Imagina que vas con prisa por la calle y ves a alguien recogiendo las compras de una bolsa rota. Si es tu tío, probablemente te detengas a ayudar. ¿Y si es un amigo? ¿O un desconocido? La mayoría intuye que priorizamos a familiares sobre amigos y extraños, una idea respaldada por teorías evolutivas: compartimos más ADN con la familia, lo que podría inclinarnos a ayudarles primero.
¿Es esta preferencia innata en los humanos? Un estudio publicado en 2022 en el Journal of Experimental Psychology: General, realizado por Julia Marshall, Anton Gollwitzer, Kellen Mermin-Bunnell, Mei Shinomiya, Jan Retelsdorf y Paul Bloom, explora esta cuestión mediante dos experimentos de desarrollo con niños de 5 a 9 años y adultos.

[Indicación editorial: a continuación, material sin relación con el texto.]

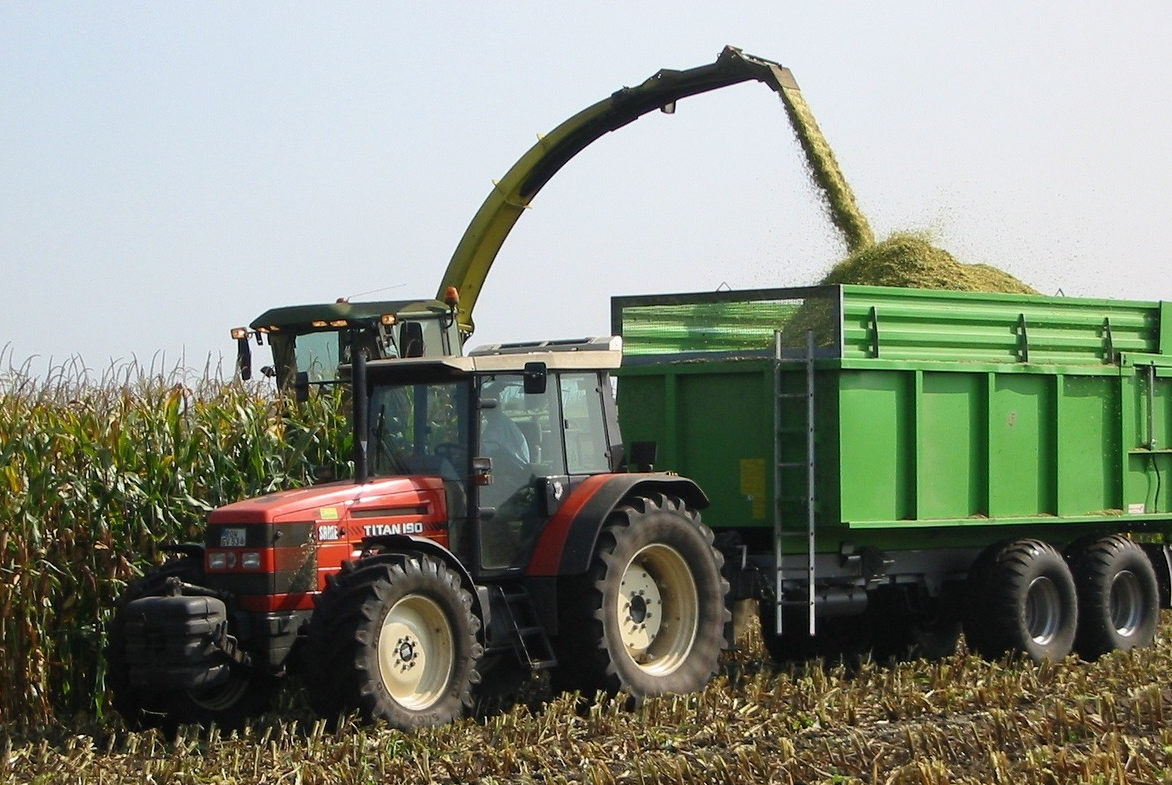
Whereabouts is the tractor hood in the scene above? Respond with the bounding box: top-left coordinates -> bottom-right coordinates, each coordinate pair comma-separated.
207,477 -> 445,525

En el primer estudio, enfocado en participantes de EE.UU., se presentaron escenarios donde un niño necesitaba ayuda (hambre o herida). Los adultos observaban: un padre, un amigo o un desconocido. Se preguntó si estaban obligados a ayudar.
Los niños más pequeños creían que todos debían ayudar, con una ligera preferencia por familia y amigos sobre extraños. A mayor edad, y en adultos, esta distinción se acentuaba: familia primero, luego amigos y menos extraños.
¿Mejora cognitiva o aprendizaje cultural? El segundo estudio comparó niños y adultos de EE.UU., Alemania, India, Japón y Uganda. Los más pequeños universalmente esperaban ayuda de todos. En la mayoría de culturas, niños mayores y adultos priorizaban familia. Sin embargo, en Uganda, adultos creían que todos debían ayudar, reforzando esta idea en sus niños.
Estos resultados indican que los niños parten de un principio universal de ayuda, pero adoptan las normas culturales de los adultos. No es un instinto evolutivo fijo, sino moldeado por la sociedad.